In 2017, Brian Griffin was invited to undertake an artist’s residency in Béthune-Bruay, Northern France. He drew his idea for the project he created from the fact that Béthune-Bruay was just ten miles from the Western Front during World War One.
Many people were killed and wounded in the region during the war – some making it back home but others “disappearing into the earth”. On discovering that there is also a McCain oven chips factory in the area, Griffin was struck by the macabre thought that the potatoes they grow there come from the same soil.
During the three weeks he spent on the residency, Griffin photographed both inside the McCain factory and on the former battle sites.

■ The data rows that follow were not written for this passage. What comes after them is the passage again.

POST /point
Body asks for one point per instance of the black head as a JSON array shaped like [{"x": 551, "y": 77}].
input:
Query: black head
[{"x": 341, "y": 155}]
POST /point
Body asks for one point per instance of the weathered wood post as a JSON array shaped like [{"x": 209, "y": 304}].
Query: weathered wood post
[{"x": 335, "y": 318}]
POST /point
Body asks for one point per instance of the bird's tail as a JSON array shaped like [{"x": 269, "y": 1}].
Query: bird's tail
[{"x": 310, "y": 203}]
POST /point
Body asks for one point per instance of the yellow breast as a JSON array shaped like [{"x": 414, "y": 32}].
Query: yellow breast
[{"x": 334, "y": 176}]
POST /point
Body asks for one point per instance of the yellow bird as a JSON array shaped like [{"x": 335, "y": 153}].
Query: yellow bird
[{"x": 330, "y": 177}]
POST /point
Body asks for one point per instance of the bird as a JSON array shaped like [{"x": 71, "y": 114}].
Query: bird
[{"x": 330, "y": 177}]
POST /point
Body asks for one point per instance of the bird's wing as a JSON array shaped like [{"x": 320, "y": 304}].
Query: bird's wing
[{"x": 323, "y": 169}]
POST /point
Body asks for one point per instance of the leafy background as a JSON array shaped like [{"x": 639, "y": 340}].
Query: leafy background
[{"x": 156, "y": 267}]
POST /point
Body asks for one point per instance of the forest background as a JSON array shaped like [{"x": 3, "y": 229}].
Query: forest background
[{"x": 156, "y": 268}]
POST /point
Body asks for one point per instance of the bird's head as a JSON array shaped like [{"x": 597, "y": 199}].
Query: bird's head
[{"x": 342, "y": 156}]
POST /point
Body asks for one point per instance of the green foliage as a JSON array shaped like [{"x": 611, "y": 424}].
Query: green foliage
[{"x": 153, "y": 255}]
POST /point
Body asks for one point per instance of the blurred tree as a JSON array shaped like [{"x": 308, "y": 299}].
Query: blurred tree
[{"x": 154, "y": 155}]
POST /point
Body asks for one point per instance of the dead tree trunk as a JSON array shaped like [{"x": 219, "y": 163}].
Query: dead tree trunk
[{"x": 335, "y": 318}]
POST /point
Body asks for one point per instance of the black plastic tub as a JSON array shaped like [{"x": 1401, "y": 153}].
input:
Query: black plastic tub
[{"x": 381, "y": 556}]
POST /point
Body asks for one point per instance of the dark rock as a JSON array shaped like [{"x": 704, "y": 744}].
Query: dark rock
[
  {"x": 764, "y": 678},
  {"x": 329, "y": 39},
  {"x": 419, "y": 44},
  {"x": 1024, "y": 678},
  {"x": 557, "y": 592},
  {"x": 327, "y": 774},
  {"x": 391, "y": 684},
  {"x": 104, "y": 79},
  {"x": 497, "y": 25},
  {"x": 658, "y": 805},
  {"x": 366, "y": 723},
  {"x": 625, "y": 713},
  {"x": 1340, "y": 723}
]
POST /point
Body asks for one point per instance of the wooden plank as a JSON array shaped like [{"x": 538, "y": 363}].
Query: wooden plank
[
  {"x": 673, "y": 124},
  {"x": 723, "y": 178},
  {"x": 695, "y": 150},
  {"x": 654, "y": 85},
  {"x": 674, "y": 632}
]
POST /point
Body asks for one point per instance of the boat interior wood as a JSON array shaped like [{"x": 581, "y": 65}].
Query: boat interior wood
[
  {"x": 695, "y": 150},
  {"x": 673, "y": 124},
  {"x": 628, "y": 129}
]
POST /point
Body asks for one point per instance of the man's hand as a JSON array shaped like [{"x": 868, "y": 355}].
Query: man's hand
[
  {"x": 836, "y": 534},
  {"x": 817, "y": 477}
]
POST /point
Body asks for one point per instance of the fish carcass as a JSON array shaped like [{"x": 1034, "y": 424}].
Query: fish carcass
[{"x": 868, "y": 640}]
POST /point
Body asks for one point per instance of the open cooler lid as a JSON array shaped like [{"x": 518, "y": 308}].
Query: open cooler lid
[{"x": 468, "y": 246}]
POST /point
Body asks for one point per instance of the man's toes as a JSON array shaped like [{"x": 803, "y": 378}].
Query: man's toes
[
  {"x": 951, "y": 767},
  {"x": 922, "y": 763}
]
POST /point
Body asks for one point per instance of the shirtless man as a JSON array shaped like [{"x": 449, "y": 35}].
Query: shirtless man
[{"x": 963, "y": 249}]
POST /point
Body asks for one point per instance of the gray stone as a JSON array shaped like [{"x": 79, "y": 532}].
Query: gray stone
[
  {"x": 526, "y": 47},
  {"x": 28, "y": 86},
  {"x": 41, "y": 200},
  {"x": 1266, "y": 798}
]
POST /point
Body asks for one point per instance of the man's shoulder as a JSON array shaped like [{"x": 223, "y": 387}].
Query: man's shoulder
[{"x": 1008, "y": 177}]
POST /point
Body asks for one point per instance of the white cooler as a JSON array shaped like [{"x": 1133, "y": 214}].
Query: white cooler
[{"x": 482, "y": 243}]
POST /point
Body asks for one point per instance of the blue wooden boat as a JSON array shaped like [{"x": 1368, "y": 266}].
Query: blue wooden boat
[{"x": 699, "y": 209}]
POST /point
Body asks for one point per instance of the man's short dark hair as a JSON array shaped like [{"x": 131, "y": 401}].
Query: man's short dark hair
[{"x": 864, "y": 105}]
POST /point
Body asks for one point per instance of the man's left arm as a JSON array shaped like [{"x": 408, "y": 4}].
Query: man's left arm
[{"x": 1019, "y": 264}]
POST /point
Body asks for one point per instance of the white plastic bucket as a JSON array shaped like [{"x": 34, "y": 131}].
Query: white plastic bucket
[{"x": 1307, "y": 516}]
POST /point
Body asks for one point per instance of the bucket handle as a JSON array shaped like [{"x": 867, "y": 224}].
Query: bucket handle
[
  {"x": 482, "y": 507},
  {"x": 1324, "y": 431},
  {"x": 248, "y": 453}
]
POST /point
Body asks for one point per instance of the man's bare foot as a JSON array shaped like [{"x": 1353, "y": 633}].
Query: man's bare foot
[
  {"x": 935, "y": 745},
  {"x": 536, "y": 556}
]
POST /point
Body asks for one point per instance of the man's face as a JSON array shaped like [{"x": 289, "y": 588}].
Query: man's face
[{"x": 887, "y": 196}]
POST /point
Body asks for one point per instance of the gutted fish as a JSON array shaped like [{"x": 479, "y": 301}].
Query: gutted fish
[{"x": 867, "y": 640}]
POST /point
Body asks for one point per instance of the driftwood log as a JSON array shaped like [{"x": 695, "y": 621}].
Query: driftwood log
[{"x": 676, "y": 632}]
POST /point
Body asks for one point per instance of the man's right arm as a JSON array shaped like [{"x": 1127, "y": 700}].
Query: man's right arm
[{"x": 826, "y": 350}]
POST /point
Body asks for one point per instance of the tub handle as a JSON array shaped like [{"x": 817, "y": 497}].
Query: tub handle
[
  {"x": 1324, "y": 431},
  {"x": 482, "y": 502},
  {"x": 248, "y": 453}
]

Griffin says: “Around the city, there are massive fields of potatoes, which end up on our plates, McDonald’s French fries, you know. Those potatoes grow in soil where bodies and body parts and rivers of human blood have been buried within the soil! So I decided to spend a day or two in this factory. I saw potatoes coming in large trucks and samples being taken. What happens when the soil which we feed from, is also that which houses the blood of thousands of soldiers?”.
Spud, the informal British word for potato, was also a slang term used to refer to a low ranking British soldiers in World War I.
The project has been dedicated to the First World War by Griffin and ultimately resulted in a book; SPUD published by GOST (March 2018).